The trouble with this kind of tie between a commercial entity and a
professional body is that it leaves room for doubt as to whose interests
the professional organization represents, and the organization's members
are tainted by association. Only strong action from members is likely to
bring an improvement in the organization's ethics, as long as the law
leaves enpugh leeway for bad judgment to prevail.
The first author of this study is a pediatrician who is very committed to
breastfeeding. She is the author of the study that found dramatic
differences in bf continuation among mothers of banies who fed poorly in
the first days, dependent on whether they were advised to pump or express
colostrum manually. Manual expression the first days was associated with
much higher continuation rates later.
The article doesn't say what mothers in the control group were taught about
soothing.
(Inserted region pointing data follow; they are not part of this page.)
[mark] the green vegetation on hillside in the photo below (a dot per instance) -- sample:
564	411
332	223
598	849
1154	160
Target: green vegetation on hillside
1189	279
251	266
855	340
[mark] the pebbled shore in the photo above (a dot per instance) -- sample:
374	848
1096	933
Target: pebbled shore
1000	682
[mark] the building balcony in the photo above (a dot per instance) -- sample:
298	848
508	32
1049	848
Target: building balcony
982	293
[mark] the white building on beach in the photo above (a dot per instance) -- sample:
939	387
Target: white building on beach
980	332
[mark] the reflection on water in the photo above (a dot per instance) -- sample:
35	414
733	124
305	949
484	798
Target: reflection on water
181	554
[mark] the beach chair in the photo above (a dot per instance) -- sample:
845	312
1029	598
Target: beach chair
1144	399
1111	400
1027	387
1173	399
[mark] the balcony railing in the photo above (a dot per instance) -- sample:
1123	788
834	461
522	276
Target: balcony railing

For all we know they were advised to offer the breast first, it
simply doesn't say.
About making sure the control group babies weren't given formula, this
would not have been possible or even desirable from the standpoint of the
study, which aimed to find out whether standard care plus a few minutes of
instruction about soothing techniques differed from early supplementation
of small amounts of formula, in babies who had lost over 5% of birth weight
at 36 hours. As standard care includes the possibility of a mother
requesting and getting formula for dubious reasons, we can expect that it
occurred.
The study is extremely small. For that reason,, it could have been rejected
for publication, but somehow it made the grade. I think it might be equally
pertinent to find out about that, as to criticize the study itself.